Fast forward to 2009 and when asked the same question, “Where do you find out about new fashion brands and styles mostly?” the #1 location is now Internet at 20.7%, followed by Friends at 18.9% followed closely by TV shows at 18.5%, Magazines at 17.9%, and On the Street at 10%. Stores rank at 3.2%, dropping still lower. Of course the most notable trait is that Internet is the primary location for young people today in China to find out about new fashion brands and styles, indicating the much greater opportunity for international brands to reach a new audience.

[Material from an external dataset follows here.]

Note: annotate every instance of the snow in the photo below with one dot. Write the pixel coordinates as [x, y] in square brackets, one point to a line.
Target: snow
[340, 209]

One great example of this comes from our China Youth Culture Study in 2006 whereby Footlocker was named as one of the top “stores” that young people liked to buy sneakers and shoes from -even though Footlocker at the time didn’t even have a store yet on mainland China. (A similar response happened with Vans among Brazilian youth culture when Vans started to showcase their surf footage online and suddenly discovered a vast new audience among young fans in Brazil.) With the rise in popularity of internet cafes, places such as Starbucks with internet access as key social gathering places, plus the wide range of video game players online in China (and other parts of Asia), this demographic is extremely internet savvy and if anything, craves more access to the greater world -including fashion brands and styles from other locations.

However depending on the demographic you’re trying to reach, there are differences by gender and age groups. For example, males seek fashion brands and styles in higher percentages online than females currently, whereas Magazines are the #1 source for young females in China. But this too is slowly starting to change. Overall, for even the most localized trendsetting brands, it’s of vital important to know what’s taking shape among China’s youth marketplace as the ripple effects from the sheer heft of their size despite the down economy continue to shape global economics and opportunities.